Wingfield tem algumas ideias para o plano. Quer mais rastreios para os novos imigrantes em risco de contrair tuberculose, uma vez que poucas pessoas elegíveis são efetivamente testadas, e sugeriu que os empregadores que recrutam no estrangeiro poderiam ajudar a financiar o programa.
Também quer que o governo recolha mais informações sobre os problemas sociais e financeiros dos doentes com tuberculose, para que possam ser ligados à habitação, aos bancos alimentares e a outros serviços.
Muitos médicos especialistas em tuberculose no Reino Unido "já deram dinheiro do seu bolso a alguém de quem cuidaram para obter comida, para pagar um autocarro... ou porque estavam simplesmente numa situação difícil", disse Wingfield.
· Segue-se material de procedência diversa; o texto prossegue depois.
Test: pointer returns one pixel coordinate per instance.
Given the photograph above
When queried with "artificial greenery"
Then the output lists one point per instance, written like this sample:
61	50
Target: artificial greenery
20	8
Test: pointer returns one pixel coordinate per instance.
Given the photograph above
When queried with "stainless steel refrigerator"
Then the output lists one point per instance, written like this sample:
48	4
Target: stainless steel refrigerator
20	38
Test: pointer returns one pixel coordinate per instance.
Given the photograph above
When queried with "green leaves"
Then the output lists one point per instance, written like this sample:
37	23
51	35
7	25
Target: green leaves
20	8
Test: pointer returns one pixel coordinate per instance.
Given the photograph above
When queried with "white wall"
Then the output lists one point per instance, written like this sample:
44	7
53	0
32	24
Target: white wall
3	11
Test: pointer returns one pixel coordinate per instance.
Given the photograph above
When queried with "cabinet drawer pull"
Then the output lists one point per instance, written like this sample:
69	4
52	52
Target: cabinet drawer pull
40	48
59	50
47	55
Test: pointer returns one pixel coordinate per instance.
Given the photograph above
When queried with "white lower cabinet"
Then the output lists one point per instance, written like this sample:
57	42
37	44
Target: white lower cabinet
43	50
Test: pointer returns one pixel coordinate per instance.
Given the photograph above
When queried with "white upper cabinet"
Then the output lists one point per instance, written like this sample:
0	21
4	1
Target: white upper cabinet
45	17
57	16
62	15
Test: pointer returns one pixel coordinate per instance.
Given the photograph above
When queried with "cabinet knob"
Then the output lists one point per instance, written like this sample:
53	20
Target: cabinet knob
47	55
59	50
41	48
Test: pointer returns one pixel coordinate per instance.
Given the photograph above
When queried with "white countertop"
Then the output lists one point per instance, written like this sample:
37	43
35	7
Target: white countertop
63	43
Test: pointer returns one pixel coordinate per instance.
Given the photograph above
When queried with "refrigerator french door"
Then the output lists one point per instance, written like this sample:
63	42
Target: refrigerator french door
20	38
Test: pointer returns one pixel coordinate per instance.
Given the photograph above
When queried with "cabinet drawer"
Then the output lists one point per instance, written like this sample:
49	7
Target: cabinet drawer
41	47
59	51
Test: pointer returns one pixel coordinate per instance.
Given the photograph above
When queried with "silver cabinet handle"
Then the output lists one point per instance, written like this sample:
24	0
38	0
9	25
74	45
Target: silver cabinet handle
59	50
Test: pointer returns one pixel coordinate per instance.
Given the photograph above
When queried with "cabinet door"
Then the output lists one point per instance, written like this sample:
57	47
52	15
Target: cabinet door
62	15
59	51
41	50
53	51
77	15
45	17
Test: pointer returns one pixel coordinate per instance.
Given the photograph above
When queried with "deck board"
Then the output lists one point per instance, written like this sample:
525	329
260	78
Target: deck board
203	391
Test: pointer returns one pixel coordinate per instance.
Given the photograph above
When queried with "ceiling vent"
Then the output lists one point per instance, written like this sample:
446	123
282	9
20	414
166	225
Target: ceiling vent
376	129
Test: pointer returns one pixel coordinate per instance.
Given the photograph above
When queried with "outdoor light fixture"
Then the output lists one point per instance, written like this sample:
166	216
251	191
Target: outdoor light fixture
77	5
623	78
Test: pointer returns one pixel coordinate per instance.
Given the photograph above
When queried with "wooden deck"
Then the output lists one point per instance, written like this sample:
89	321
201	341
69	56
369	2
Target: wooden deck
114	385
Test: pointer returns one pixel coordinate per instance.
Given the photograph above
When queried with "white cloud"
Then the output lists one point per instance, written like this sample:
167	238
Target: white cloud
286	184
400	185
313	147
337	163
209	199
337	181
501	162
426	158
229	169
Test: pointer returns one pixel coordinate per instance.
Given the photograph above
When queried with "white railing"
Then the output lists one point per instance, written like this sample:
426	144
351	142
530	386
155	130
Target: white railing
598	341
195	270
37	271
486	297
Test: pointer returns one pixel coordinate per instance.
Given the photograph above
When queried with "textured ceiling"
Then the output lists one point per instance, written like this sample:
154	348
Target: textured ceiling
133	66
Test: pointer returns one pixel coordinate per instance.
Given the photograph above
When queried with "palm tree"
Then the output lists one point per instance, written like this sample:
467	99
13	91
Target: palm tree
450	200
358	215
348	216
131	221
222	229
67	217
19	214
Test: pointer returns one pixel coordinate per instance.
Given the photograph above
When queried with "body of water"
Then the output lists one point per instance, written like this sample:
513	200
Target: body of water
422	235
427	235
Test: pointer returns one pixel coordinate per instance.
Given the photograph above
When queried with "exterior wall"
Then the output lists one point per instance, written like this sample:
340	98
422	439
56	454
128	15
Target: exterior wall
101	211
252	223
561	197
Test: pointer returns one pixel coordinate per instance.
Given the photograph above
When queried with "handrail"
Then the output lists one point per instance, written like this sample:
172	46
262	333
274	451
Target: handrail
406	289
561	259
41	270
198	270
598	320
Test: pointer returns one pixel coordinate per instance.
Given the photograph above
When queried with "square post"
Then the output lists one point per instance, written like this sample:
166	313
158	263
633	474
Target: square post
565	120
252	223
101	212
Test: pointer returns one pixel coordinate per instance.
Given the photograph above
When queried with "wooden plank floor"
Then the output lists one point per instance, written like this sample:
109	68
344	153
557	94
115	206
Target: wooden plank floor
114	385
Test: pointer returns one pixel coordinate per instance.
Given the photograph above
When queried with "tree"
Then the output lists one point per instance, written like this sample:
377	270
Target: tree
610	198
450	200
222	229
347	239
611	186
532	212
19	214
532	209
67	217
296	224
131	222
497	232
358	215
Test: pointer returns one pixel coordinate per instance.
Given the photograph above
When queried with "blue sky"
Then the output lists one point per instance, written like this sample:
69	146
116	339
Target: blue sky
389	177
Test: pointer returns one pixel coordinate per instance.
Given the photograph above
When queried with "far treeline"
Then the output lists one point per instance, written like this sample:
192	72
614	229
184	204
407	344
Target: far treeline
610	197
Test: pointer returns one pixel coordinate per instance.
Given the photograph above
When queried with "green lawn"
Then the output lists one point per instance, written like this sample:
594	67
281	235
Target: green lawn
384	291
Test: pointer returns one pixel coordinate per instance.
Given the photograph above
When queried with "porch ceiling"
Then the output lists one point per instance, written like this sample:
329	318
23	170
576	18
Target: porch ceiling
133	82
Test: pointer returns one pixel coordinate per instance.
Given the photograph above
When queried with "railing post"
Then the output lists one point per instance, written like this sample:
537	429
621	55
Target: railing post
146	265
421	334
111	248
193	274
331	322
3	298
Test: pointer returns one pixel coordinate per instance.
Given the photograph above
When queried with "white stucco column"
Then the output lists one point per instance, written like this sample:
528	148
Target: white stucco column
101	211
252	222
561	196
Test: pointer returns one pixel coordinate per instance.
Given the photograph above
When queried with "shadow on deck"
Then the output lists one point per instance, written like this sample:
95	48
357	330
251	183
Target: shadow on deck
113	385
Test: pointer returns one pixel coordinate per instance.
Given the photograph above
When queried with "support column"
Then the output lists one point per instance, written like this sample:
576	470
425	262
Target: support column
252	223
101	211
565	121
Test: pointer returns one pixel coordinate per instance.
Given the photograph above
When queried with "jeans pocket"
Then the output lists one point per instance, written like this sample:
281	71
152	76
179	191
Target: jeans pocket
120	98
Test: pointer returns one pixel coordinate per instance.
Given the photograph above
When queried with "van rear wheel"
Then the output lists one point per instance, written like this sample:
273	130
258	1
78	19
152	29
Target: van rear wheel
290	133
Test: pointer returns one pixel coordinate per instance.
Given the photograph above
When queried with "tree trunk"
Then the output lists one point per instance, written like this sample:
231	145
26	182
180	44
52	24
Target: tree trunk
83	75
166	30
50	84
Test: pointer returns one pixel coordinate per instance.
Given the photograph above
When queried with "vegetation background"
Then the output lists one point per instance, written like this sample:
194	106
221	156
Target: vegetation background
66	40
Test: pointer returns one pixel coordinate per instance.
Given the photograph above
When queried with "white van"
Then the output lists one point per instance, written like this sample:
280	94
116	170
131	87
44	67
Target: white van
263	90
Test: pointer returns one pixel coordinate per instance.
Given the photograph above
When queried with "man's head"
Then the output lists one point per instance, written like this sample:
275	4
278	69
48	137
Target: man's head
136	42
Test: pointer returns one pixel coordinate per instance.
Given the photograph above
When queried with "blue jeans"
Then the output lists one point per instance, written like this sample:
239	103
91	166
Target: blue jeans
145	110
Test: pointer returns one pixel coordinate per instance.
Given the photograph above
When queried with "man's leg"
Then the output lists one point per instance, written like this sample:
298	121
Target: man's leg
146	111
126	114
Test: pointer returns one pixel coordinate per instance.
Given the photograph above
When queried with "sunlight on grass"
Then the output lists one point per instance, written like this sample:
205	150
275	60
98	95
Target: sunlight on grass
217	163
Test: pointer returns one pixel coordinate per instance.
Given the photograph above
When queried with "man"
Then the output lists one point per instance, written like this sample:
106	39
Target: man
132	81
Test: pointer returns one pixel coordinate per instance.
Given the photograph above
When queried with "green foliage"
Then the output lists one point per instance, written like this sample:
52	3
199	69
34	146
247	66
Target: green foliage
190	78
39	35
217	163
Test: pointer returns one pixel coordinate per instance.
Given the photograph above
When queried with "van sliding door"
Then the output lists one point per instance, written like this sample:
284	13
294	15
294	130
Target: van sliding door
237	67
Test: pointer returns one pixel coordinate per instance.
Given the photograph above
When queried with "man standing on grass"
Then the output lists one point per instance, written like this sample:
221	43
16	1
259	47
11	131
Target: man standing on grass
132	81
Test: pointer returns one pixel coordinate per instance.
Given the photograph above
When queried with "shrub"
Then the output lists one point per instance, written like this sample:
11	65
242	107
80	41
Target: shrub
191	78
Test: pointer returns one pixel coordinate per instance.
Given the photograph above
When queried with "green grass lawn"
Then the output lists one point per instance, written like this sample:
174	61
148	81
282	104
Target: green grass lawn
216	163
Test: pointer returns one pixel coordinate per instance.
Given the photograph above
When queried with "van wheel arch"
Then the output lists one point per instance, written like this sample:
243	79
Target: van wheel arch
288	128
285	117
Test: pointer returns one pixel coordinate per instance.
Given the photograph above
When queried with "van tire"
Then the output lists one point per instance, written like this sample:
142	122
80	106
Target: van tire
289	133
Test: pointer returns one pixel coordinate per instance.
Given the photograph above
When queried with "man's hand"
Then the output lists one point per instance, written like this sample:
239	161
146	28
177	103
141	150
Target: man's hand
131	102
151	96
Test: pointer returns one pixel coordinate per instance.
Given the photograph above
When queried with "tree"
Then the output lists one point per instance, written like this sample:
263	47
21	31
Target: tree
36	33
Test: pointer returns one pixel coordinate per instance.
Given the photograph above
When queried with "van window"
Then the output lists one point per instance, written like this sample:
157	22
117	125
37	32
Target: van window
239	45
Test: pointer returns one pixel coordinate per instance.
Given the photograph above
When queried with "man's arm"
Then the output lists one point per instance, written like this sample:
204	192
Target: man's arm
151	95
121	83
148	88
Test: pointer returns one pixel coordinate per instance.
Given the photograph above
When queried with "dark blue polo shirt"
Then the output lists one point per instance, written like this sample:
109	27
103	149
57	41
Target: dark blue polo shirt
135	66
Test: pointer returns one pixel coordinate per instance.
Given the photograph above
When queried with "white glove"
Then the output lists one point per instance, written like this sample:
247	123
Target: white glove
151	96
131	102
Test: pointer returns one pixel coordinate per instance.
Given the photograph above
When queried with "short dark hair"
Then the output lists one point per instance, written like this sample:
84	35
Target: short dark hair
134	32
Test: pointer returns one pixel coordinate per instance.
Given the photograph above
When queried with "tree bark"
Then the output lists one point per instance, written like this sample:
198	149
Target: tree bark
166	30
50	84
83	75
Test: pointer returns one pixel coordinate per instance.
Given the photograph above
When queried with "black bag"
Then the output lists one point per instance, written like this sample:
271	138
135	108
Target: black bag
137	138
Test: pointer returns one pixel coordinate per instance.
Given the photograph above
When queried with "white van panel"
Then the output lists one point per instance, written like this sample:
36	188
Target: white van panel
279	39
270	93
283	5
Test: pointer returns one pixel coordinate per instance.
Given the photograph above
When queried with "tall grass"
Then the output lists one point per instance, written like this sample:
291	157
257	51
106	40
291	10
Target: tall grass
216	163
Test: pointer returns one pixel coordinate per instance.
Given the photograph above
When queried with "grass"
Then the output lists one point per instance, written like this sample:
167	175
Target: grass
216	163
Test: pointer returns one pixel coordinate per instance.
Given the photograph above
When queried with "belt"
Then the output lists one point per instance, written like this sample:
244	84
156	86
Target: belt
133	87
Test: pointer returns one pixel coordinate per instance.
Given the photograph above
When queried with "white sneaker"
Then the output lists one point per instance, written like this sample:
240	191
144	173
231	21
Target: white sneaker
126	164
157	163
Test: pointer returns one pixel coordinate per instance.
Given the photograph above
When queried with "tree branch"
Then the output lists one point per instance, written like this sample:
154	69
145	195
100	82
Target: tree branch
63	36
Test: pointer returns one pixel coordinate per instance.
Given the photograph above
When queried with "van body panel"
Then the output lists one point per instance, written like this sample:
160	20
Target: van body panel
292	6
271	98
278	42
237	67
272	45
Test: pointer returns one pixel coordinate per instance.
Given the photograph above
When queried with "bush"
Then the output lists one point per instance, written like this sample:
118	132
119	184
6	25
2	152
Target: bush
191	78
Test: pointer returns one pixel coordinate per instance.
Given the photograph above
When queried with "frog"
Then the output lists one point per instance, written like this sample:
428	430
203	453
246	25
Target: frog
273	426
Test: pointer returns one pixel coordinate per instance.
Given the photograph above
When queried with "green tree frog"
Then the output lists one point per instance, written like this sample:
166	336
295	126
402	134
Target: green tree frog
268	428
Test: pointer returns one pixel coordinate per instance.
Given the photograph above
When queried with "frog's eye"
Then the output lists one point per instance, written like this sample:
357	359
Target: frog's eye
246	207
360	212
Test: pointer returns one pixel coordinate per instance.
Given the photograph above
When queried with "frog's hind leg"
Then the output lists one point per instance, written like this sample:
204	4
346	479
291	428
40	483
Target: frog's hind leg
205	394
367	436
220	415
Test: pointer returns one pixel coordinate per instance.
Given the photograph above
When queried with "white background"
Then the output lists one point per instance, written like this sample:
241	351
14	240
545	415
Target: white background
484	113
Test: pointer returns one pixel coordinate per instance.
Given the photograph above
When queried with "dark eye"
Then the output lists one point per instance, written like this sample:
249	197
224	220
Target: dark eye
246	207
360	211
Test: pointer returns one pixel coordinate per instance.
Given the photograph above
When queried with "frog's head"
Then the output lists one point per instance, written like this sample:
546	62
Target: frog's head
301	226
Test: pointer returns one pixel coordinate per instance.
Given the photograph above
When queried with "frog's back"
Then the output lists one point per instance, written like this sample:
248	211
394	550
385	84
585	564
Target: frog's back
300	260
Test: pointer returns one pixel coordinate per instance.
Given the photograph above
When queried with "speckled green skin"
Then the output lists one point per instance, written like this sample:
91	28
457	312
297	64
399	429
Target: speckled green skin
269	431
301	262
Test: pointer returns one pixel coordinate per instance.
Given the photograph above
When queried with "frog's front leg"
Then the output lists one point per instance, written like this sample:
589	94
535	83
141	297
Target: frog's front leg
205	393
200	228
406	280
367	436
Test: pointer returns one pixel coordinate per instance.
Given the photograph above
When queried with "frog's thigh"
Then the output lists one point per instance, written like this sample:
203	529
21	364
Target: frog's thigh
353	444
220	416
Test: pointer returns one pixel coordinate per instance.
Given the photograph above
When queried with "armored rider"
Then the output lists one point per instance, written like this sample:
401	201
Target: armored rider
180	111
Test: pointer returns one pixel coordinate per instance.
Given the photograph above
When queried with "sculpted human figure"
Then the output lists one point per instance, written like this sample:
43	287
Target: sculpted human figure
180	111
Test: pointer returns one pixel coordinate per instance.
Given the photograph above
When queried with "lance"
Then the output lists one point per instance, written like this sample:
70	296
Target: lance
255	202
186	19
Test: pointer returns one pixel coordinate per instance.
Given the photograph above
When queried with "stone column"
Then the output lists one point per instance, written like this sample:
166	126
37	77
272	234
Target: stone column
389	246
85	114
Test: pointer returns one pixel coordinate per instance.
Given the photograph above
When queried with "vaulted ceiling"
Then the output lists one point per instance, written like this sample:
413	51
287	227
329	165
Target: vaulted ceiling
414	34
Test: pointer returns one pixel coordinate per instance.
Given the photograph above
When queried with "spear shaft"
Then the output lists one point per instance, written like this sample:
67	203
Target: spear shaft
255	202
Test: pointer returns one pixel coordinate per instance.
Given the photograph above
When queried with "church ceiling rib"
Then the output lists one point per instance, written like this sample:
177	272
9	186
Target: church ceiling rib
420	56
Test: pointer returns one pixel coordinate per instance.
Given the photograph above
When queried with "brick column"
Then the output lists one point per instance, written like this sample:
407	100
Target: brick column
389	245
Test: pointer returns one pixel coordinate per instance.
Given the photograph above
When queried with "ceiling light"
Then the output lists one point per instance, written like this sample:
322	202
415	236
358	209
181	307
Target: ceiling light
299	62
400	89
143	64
Entretanto, Madhvani apontou lacunas no apoio à saúde mental dos doentes com tuberculose, sobretudo depois de terminado o tratamento.
"Não creio que o sistema compreenda como é assustador e solitário, especialmente quando se termina o tratamento e se é atirado para o mundo. Não há mais acompanhamento", disse ela.
Identificar a tuberculose precocemente para facilitar o tratamento
Um ponto positivo é o facto de poucos doentes do Reino Unido terem formas de tuberculose resistentes aos medicamentos, o que pode tornar o tratamento mais difícil e mais caro.
A resistência aos medicamentos constitui um problema maior em países onde as pessoas têm dificuldade em aceder aos cuidados médicos ou em interromper o tratamento precocemente. Os medicamentos causam efeitos secundários, por vezes dolorosos, e as pessoas devem tomá-los todos os dias durante quatro a nove meses.
"Temos um sistema bastante bom para lidar com a tuberculose, mas é uma questão de encontrar as pessoas suficientemente cedo para as tratar adequadamente", disse Sommerfield.
Algumas pessoas infetadas com tuberculose nunca chegam a desenvolver a doença. Mas eliminar as infeções precocemente é fundamental para doentes como Madhvani.
Ela não sabe como apanhou tuberculose. Mas antes de ser diagnosticada, infetou, sem saber, o seu companheiro, amigos, familiares e colegas.
A maioria não chegou a desenvolver a doença, mas a sua mãe sim, e sete anos depois ainda se debate com complicações de saúde.
Outra pessoa que Madhvani infetou tinha tuberculose latente, mas ainda não tinha contraído a doença. Os médicos deram-lhe medicação para evitar a doença, mas ele deixou de a tomar precocemente.
Anos mais tarde, "enviou-me uma fotografia dele no hospital, emaciado... e parecia mais doente do que eu alguma vez estive", conta Madhvani. A sua reação instintiva foi de raiva por ele não ter levado a TB suficientemente a sério.
"Acho que as pessoas não compreendem o que a tuberculose nos pode fazer se não a tratarmos", disse ela. "Não importa o quão rico se é, se se viajou ou não se viajou. Se entrarmos em o com ela, estamos em risco".